A Messaging Bangladesh – Why Nobody Reads Your Stuff

When taking a new technology to an old market, take the time to see what those guys read.  Then take the time to see what their tech vendors pitch them.  You will be pretty depressed so much dough is spent for so little benefit.

The electric utility market is a prime example, let’s spend a little time there.

Google (it’s what we all do) “utility transformation” and you will see every large consulting firm “publishing” multi-page whitepapers on the “utility of the future.”

Nobody reads that stuff but the people who write it and the clueless executive who pays them to write it – and their parents.  That exec thinks some utility CEO or other C-level executive wants a peek into the future of their industry from a vendor.

Let me clue you in.

They live the life, they know everything there is to know about strategic transformation – and they know most of them fail.  Like 75% according to McKinsey.

What is in abundance – picture perfect, bright, well written white papers.

What is scarce?

90-day deliverables, the utility can touch and feel every day delivering actionable success every quarter.
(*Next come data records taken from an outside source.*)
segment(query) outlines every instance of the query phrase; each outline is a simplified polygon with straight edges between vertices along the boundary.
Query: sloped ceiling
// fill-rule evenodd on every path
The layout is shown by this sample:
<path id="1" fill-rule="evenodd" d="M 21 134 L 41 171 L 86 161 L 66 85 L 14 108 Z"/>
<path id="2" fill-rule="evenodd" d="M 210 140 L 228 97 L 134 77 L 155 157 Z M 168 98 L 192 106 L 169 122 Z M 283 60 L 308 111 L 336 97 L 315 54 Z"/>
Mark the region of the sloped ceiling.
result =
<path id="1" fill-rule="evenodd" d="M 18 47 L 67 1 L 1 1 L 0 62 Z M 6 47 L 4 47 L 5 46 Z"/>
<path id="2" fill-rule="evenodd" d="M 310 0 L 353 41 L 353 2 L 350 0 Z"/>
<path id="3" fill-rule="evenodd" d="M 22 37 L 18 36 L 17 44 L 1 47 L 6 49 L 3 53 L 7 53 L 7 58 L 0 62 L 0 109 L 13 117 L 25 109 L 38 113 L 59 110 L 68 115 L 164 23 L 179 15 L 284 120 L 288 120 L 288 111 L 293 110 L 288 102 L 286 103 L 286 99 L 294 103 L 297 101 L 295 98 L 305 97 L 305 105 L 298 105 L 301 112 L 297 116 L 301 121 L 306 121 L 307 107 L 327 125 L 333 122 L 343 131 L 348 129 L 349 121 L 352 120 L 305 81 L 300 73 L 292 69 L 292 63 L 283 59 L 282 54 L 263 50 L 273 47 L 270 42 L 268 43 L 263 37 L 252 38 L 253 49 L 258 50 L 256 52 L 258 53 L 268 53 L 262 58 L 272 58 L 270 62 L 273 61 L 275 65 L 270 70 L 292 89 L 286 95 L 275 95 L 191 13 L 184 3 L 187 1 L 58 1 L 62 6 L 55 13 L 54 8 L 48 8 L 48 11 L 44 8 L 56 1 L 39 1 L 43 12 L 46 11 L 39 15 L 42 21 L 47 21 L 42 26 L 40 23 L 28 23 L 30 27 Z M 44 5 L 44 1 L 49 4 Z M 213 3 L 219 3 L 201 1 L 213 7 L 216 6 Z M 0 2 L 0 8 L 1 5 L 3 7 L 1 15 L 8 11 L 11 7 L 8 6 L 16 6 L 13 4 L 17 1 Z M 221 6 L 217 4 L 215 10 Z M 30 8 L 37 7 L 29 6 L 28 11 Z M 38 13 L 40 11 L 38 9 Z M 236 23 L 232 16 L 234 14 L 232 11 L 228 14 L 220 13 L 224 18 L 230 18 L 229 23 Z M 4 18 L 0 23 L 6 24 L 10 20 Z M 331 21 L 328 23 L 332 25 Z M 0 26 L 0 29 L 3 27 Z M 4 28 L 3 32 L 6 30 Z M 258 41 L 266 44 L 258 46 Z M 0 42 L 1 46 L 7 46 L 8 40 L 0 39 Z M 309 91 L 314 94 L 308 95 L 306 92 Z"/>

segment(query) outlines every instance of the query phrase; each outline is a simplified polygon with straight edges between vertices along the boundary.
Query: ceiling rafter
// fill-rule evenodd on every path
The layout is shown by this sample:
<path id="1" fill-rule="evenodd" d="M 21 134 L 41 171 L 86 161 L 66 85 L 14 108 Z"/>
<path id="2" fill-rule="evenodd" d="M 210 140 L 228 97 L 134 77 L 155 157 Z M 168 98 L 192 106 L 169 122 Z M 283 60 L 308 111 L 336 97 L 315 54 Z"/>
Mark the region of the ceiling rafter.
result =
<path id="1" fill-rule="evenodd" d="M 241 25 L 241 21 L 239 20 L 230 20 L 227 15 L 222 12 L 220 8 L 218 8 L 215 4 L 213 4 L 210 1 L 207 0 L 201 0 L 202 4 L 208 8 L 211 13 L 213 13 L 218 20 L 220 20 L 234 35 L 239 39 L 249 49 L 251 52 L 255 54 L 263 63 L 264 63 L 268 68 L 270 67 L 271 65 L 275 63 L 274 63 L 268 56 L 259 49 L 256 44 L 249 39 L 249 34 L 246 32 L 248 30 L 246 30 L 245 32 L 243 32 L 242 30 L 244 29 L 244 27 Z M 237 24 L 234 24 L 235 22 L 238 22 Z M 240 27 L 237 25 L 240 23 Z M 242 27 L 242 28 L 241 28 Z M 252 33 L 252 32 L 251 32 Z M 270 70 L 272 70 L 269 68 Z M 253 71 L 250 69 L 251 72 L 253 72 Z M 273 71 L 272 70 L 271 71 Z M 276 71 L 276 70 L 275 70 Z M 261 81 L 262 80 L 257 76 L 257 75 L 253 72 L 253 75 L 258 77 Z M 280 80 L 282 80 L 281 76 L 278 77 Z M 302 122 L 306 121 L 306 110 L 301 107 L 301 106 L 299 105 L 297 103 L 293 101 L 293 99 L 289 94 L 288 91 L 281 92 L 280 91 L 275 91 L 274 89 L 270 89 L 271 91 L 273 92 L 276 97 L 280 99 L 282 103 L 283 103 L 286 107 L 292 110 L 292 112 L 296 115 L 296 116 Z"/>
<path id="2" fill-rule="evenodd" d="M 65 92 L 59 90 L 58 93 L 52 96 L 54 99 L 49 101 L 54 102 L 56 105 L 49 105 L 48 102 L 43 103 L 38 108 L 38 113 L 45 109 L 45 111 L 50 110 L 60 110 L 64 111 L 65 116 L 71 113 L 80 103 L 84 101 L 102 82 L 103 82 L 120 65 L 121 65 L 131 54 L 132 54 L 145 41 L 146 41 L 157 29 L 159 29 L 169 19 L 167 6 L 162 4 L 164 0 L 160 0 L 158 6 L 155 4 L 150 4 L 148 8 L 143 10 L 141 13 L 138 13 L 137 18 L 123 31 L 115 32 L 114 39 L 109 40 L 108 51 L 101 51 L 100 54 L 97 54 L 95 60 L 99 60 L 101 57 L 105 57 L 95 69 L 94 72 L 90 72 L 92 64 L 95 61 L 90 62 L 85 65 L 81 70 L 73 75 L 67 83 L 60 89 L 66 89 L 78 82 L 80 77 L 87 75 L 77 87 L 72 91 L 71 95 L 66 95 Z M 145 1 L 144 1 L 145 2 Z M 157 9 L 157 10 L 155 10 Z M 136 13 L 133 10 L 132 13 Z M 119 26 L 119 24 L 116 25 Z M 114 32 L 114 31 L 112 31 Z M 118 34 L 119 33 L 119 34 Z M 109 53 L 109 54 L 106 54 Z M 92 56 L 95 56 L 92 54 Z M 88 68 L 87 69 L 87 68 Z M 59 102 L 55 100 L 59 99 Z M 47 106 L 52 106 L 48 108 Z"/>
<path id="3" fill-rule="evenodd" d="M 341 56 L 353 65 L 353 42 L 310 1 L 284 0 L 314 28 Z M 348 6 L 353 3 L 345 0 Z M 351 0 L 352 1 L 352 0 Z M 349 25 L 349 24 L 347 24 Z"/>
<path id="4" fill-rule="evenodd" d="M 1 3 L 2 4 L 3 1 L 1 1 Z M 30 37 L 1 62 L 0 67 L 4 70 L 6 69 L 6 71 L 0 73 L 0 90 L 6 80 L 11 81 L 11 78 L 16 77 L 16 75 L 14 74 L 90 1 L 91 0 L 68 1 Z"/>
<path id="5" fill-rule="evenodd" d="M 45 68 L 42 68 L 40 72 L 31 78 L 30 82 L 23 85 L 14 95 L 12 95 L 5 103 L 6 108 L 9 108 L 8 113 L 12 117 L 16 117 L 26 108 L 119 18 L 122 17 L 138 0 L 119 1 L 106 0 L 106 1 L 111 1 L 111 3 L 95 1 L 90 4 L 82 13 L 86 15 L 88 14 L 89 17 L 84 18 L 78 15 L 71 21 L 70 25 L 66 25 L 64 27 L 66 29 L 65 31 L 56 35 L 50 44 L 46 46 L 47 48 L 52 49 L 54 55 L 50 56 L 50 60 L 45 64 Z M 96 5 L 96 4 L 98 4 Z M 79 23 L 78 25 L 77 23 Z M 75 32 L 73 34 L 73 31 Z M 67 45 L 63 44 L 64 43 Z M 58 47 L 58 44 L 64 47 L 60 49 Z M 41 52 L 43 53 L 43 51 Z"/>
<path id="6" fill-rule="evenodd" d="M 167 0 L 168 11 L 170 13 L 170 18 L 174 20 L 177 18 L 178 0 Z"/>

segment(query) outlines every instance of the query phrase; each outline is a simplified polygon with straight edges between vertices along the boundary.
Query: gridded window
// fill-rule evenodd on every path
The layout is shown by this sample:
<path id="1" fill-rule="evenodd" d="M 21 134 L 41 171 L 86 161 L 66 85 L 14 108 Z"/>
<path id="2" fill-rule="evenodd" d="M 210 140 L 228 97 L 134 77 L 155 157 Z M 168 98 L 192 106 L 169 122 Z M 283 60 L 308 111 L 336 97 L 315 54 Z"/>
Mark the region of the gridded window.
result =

Why don’t firms market that way?

There are several reasons.

Consulting companies are not about success, in 90 days.

Consulting companies are like the dermatologist.  They know the patient is not going to die, and is never going to be entirely cured.

Consulting companies get paid for placing bodies, not fixing things.  Anyone who ever worked in the tech industry knows they are driven by body counts, period.
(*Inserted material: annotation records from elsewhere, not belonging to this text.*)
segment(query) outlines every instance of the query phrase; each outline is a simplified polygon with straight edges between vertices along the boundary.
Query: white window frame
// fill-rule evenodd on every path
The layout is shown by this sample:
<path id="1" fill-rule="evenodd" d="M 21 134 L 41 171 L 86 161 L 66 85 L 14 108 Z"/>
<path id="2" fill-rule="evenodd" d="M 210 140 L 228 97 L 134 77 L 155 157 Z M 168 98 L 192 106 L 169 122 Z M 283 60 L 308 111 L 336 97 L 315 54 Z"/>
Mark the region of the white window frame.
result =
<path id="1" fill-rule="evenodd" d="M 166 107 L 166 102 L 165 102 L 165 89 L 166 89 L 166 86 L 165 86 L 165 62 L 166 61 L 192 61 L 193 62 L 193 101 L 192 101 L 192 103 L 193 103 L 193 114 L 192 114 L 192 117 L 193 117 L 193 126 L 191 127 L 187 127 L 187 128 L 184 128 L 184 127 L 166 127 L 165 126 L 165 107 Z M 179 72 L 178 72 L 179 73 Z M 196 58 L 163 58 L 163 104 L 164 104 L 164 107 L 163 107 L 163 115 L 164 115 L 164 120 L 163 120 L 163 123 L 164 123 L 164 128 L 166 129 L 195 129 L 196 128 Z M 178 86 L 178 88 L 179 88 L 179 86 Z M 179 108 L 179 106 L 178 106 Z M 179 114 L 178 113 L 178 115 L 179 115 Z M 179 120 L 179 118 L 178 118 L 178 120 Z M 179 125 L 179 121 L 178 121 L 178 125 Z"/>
Software vendors typically have solutions that take months to install and may not have a payback for years.  If ever.  Just try installing SAP, Oracle or any of the legacy enterprise stuff and you find them to be just like consulting companies, only with a license fee.

If your software takes years for a payback, you message with long whitepapers about transformation that never happens.

Tell your prospect to look to the horizon, not to that monthly bill.

Ever speak with a CIO who has had Oracle installed for a few years?  Just do it sometime and you will hear the word “despise” more often than the word “the.”

The tech industry has saturated prospects with transformation, strategic, company-of-the-future messaging and nobody, literally nobody believes it.  Nobody even reads it any more.

There is a Bangladesh-level crowded street where no message can stand out – at least no message current today.

That has left a wide open opportunity:  the 90 day deliverable.

If you can deliver an actionable solution, in 90 days, every time, this message is there for you to own.

You don’t need to protect your high ground – because nobody will try to challenge you there.

Prospects read what stands out:  90-day deliverables, measured and actionable in a quarter.

Prospects want what is scarce – quarterly success they can brag about.

Message in quarterly deliverables and you will get read.  And not just by your parents.